Originalmente fue un comic bestial, vertiginoso, que convocaba a los mejores cerebros del Londres victoriano (Allan Quatermain, el Dr. Jekyll, el Hombre Invisible y Auguste Dupin, entre otros) para enfrentar la amenaza letal de James Moriarty, archirrival clásico de Sherlock Holmes. Ahora La liga extraordinaria llega al cine, pero del glamour victoriano –sepultado por salvas y salvas de efectos especiales– ni noticias.

Por Rodrigo Fresán

Como cantan Ray Davies y The Kinks en “Victoria”: “Tiempo atrás la vida era limpia / El sexo era malo y obsceno / Y los ricos eran tan malvados / Mansiones majestuosas para los Lords / Jardines para el cricket, pueblos en las afueras / Victoria era mi reina”.
Y por las noches y en la oscuridad y en los dobles fondos de las morales más inmaculadas, el paisaje cambiaba, claro.

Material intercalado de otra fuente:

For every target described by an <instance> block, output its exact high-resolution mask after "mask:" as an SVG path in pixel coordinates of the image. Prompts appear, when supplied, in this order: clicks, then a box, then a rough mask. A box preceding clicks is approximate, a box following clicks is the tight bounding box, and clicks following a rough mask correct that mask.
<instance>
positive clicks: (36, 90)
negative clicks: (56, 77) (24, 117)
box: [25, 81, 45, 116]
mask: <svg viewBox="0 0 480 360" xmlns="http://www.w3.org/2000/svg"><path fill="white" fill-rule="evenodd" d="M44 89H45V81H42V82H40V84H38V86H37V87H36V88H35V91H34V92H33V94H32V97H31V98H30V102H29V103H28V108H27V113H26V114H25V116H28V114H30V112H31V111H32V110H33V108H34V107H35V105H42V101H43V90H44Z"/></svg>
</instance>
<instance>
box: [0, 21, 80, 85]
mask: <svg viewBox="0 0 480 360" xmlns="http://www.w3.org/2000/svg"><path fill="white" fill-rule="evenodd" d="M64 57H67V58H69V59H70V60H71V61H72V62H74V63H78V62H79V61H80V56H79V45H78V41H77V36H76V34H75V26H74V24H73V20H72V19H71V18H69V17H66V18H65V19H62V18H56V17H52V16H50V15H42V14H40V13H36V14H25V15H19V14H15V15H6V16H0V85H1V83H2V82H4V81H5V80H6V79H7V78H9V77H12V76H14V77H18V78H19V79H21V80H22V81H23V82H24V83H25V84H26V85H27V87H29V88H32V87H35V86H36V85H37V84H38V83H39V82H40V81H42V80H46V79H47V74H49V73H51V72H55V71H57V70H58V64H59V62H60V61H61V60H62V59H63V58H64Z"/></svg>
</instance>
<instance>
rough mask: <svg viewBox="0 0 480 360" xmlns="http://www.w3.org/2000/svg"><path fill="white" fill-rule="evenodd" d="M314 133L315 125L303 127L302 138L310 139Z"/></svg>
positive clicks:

La Edad Victoriana –que se extendió de 1837 a 1901, período en que una reina amada y longeva llevó al Imperio a uno de sus momentos más dorados– se caracterizó por no haber sufrido guerra alguna; por haber contenido el boom de las máquinas y de la clase media; por haber cultivado con dedicación y amor aquello que hoy conocemos como “flema inglesa”; por haber funcionado como una de esas épocas-bisagra en las que el presente no es otra cosa que ese lugar donde el pasado y el futuro se dan la mano; y por haberse nutrido con el fértil caldo de fantasías del que surgieron iconos de la imaginación como el explorador Allan Quatermain, Drácula, el Dr. Jekyll (y Mr. Hyde), el Hombre Invisible, Sherlock Holmes y muchos más, todos proyectándose contra las paredes y callejones de una Londres babilónica y laberíntica. En esos años que Dickens y Collins escribieron y describieron, los exploradores salían a explorar y victorianizar el mundo y –es el caso de Jack el Destripador– era muy sencillo que las personas se convirtieran en personajes. Todo esto y mucho más sucede en La liga de los caballeros extraordinarios (el comic) y no sucede tanto en La liga de los caballeros extraordinarios (la película), aquí estrenada como La liga extraordinaria.

En el nombre de Victoria
La idea es poco menos que formidable: en el cómic La liga de los caballeros extraordinarios, el servicio secreto inglés, en la piel de un antepasado de James Bond, convoca a Allan Quatermain, Henry Jekyll, Hawley Griffin (el Hombre Invisible), Auguste Dupin (el detective fundacional creado por Edgar Allan Poe), Mina Harker (la ex esposa de Jonathan Harker, aquel agente de bienes raíces que cometió el error de venderle casa en Londres al Conde Drácula) y al Capitán Nemo para luchar contra una terrible amenaza que acecha al Imperio de Victoria. Una amenaza en la que late la ominosa maldad del profesor James Moriarty –archirrival de Sherlock Holmes–, quien, contra lo que se pensaba, no murió en las casacadas de Reichembach, Suiza, aquel fatídico 4 de mayo de 1891. En resumen: un bestial y vertiginoso pastiche de época publicado originalmente en seis entregas (Planeta las editó en el 2000), cuya principal intención es homenajear y tomarse libertades (el Hyde de Moore está más cerca de Hulk que de Stevenson) sin por eso degradar a próceres instituidos desde hace tiempo por el mérito de su prosa y la grandeza de sus hazañas. Cosa que no ocurre con la película.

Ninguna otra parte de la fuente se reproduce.